Offshore wind targets from European governments are skyrocketing, adding pressure and haste to an already tight supply chain. Recent market movements suggest Chinese suppliers are looking to fill this supply gap, gaining credibility by successfully supplying from factories abroad before potentially establishing more permanent manufacturing hubs within the region.

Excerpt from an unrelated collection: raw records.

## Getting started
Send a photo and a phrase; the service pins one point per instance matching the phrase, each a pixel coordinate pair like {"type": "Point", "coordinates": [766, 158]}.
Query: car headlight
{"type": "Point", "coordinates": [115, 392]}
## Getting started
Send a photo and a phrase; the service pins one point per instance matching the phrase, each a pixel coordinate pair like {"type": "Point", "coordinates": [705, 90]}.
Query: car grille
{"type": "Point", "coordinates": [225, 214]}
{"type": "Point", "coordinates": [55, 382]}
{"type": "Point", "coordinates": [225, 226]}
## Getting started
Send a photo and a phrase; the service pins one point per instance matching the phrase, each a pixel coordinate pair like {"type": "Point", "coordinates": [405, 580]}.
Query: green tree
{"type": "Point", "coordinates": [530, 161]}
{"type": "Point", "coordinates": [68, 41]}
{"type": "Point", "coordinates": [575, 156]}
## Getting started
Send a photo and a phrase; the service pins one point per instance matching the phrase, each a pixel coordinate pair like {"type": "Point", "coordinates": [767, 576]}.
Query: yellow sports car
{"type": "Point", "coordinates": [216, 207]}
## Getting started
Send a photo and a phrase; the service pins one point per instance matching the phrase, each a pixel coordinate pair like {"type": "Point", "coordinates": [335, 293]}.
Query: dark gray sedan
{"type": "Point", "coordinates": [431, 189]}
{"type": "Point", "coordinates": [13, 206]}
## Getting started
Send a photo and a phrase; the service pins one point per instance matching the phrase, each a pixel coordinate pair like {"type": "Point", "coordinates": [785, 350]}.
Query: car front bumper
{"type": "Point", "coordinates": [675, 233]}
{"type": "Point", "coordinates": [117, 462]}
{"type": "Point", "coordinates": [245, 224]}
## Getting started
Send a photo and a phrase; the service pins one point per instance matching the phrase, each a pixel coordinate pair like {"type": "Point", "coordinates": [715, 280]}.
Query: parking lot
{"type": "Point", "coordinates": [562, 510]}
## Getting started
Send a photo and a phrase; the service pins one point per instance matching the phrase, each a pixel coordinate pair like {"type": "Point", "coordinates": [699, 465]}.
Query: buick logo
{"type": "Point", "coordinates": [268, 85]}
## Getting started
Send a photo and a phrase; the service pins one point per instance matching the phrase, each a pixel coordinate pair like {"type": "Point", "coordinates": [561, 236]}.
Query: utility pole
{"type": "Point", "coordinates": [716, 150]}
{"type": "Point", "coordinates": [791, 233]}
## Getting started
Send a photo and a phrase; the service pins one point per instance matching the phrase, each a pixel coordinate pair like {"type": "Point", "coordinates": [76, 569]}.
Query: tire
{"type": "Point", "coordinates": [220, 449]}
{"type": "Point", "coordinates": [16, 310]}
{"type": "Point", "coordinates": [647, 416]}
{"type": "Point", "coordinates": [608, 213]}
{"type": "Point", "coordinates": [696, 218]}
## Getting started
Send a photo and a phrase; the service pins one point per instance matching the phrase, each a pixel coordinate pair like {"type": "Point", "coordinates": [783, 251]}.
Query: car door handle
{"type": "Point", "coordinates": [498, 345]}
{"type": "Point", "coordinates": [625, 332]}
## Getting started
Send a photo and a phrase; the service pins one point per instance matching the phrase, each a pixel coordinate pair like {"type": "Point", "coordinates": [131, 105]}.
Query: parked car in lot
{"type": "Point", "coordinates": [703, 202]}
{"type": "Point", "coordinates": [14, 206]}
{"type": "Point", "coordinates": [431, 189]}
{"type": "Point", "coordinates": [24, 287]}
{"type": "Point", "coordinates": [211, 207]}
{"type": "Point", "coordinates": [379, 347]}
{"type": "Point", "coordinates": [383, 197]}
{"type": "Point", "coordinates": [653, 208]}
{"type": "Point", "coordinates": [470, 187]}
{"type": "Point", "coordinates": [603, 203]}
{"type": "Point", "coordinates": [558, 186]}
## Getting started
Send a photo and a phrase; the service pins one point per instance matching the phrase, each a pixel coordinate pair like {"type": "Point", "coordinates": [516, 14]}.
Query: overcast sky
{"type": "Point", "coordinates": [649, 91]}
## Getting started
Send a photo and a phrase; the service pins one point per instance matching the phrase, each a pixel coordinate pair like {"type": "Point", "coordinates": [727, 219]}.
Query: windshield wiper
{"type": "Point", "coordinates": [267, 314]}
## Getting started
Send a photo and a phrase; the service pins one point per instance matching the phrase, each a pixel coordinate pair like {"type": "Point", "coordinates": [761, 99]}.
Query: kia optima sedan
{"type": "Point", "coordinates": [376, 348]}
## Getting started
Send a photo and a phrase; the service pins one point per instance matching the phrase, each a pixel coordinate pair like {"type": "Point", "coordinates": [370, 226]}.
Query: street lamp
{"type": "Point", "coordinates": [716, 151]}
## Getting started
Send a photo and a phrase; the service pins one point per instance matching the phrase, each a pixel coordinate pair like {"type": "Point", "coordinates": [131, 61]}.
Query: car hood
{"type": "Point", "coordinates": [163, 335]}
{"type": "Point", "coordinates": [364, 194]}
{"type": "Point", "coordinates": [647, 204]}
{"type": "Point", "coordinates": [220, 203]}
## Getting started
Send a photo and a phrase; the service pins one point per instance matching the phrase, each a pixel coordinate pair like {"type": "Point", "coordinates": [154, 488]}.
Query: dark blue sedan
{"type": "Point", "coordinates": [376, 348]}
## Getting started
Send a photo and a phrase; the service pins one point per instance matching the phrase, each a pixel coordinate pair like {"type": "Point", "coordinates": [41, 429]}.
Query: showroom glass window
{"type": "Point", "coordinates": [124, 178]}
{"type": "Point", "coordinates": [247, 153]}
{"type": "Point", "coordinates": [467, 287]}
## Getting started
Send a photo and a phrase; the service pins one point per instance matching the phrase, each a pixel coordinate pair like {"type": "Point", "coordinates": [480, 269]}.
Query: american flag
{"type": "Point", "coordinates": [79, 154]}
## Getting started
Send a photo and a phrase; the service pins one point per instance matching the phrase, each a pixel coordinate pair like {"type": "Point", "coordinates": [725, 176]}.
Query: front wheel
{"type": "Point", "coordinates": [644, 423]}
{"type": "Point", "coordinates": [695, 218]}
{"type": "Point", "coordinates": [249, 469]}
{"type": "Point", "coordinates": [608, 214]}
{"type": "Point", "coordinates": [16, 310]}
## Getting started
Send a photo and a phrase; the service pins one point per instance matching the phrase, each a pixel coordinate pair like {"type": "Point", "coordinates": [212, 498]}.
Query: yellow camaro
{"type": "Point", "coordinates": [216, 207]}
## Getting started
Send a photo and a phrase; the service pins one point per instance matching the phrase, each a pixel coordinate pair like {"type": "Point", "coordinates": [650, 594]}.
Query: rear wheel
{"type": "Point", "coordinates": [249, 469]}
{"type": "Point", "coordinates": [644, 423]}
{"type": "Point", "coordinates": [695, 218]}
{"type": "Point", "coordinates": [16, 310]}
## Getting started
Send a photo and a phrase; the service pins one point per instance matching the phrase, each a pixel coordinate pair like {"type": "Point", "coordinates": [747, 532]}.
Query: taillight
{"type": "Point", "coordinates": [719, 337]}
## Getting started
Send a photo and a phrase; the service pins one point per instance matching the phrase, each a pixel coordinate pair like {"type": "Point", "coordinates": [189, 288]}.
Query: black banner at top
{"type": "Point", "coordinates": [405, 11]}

MingYang is one such supplier, having made a savvy entrance into the Italian market in early 2021 by securing a contract for ten turbines for the Taranto wind project. By the end of that year the company had penned a Memorandum of Understanding (MoU) with the UK government, a document which established a framework for MingYang to construct a blade manufacturing factory in the UK as well as a service center for its offshore operations. The MoU also mentioned the potential for the Chinese supplier to construct a turbine assembly site in the country at some point in the future. By July of this year, MingYang was publicly listed on the London Stock Exchange. And in September, MingYang’s relationship building efforts showed signs of bearing fruit when the company was awarded the contract to supply turbines for Hexicon’s flagship development in the Celtic Sea, TwinHub. The TwinHub floating windfarm may be small in terms of capacity, but the test site will serve as an important door-opener in advance of the UK’s large scale Celtic Sea auction, expected to open for bids in June 2023. Small steps, but potentially signs of a broader trend.

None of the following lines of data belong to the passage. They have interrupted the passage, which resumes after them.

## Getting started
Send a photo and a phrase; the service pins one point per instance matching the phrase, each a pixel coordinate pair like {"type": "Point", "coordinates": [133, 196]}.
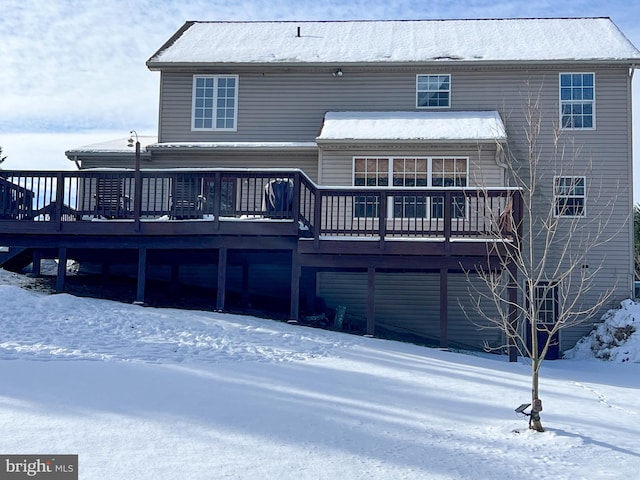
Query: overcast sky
{"type": "Point", "coordinates": [73, 71]}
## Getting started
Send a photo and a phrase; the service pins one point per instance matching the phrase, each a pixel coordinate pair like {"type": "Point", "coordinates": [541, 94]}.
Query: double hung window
{"type": "Point", "coordinates": [433, 91]}
{"type": "Point", "coordinates": [569, 195]}
{"type": "Point", "coordinates": [215, 102]}
{"type": "Point", "coordinates": [577, 100]}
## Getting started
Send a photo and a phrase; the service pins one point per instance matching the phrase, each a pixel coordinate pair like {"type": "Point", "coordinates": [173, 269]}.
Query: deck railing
{"type": "Point", "coordinates": [269, 194]}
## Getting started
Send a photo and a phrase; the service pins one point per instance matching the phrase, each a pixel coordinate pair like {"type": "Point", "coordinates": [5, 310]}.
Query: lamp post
{"type": "Point", "coordinates": [137, 189]}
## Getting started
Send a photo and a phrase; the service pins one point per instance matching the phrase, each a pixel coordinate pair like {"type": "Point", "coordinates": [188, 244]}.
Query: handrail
{"type": "Point", "coordinates": [316, 211]}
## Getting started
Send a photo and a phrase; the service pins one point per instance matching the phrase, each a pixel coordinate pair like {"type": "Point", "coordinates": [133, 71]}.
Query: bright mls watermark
{"type": "Point", "coordinates": [50, 467]}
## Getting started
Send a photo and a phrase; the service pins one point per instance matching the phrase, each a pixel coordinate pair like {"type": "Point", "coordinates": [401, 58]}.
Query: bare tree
{"type": "Point", "coordinates": [545, 279]}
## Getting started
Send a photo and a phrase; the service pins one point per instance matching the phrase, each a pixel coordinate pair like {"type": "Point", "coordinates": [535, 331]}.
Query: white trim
{"type": "Point", "coordinates": [556, 196]}
{"type": "Point", "coordinates": [216, 79]}
{"type": "Point", "coordinates": [433, 75]}
{"type": "Point", "coordinates": [429, 205]}
{"type": "Point", "coordinates": [593, 102]}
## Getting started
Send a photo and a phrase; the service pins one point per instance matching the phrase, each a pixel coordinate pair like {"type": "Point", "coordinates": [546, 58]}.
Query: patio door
{"type": "Point", "coordinates": [227, 196]}
{"type": "Point", "coordinates": [546, 298]}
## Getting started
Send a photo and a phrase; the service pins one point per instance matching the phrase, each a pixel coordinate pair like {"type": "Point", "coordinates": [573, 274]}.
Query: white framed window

Turbines aside, European foundation demand faces even tougher odds with ever lengthening lead times, and Chinese supplier Dajin Heavy Industries appears poised to respond. In June the company won a contract to supply 48 monopiles to Scotland’s Moray West wind farm. The victory was quickly trumped in October, when Dajin secured a contract to supply French wind farm Iles d’Yeu et de Noirmoutier with 62 monopiles. This is further supported by news over the summer that Dajin may be interested in acquiring the former ST3 Offshore foundation manufacturing plant in Szczecin, Poland. Chinese companies have been supplying jackets to the European market for several years now, but Dajin is the first Chinese monopile supplier to secure contracts in Europe since ZPMC’s monopiles at the Greater Gabbard wind farm were found to have faulty welds in 2010, resulting in years of litigation and delays.
Chinese cable suppliers have had a foothold in the European market since 2018, when Hengtong won the contract to supply Portuguese project WindFloat Atlantic with an 18 km HVAC export cable. ZTT followed up in December 2020 by winning two contracts in Germany to supply HVAC cables to both Gode Wind 3 and Kaskasi. And in August, the X1 Wind floating prototype project in the Canary Islands confirmed that it’s 20kV dynamic cable was supplied by Hengtong.

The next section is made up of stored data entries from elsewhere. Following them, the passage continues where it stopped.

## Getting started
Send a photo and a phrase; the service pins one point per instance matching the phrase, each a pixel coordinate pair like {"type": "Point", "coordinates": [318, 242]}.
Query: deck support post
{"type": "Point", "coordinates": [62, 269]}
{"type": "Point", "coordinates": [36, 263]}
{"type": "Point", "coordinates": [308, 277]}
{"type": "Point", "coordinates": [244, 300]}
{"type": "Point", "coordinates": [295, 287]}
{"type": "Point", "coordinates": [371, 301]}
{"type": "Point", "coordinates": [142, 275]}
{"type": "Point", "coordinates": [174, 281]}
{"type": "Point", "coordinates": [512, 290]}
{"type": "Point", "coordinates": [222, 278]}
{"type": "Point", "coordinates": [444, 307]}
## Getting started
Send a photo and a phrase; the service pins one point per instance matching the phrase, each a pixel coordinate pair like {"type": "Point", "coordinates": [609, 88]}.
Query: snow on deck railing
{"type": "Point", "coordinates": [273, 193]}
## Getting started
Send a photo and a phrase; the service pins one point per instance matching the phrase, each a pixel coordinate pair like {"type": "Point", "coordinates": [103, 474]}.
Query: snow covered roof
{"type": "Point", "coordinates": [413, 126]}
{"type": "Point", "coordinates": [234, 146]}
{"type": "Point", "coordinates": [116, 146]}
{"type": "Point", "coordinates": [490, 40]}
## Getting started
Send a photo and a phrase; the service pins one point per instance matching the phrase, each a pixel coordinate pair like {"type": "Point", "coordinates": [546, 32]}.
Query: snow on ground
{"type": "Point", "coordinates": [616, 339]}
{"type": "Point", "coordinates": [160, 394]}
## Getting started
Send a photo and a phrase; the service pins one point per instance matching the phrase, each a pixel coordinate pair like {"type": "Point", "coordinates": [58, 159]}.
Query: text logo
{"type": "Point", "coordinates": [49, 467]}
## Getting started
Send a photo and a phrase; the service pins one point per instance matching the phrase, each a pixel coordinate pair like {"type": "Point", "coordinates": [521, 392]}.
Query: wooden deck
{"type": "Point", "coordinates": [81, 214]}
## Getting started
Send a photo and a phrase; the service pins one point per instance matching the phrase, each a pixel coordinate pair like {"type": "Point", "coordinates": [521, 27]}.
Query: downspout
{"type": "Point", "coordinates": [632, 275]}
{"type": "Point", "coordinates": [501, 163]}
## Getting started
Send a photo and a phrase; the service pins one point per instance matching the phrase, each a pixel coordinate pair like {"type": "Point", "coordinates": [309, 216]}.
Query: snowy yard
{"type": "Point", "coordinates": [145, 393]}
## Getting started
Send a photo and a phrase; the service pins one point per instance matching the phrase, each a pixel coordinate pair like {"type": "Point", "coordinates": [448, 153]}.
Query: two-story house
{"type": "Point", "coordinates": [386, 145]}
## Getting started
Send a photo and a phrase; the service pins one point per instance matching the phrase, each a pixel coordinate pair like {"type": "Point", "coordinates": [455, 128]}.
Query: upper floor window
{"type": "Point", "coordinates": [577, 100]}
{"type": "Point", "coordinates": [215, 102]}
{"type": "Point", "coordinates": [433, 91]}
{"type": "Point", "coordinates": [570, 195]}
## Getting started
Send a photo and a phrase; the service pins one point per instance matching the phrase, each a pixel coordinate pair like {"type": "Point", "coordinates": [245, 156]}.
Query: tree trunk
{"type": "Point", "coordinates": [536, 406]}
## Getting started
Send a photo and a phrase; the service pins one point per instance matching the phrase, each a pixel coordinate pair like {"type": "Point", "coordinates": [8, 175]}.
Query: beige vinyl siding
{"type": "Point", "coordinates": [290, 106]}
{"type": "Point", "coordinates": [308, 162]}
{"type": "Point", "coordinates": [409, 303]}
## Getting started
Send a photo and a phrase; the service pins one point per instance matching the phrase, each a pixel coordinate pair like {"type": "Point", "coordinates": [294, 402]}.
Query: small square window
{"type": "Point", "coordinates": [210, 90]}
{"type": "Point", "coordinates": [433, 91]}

Raw materials have grown increasingly more expensive, weakening traditional European turbine suppliers and in turn forcing developers to look for alternatives elsewhere. MingYang is unlikely to build a factory in Europe until it can secure a contract to supply a significant number of turbines, well in excess of the smaller projects where it has thus far succeeded. Without a factory in Europe, MingYang must ship its turbines from China, which carries additional cost and a higher carbon footprint.
Given the relatively over supplied offshore wind market in China and their lower manufacturing cost base, Chinese suppliers are increasingly well positioned to address the supply gap in Europe. Recent contracts suggest this movement is already underway, as Chinese suppliers first deliver on orders from factories China, and then potentially establish European facilities.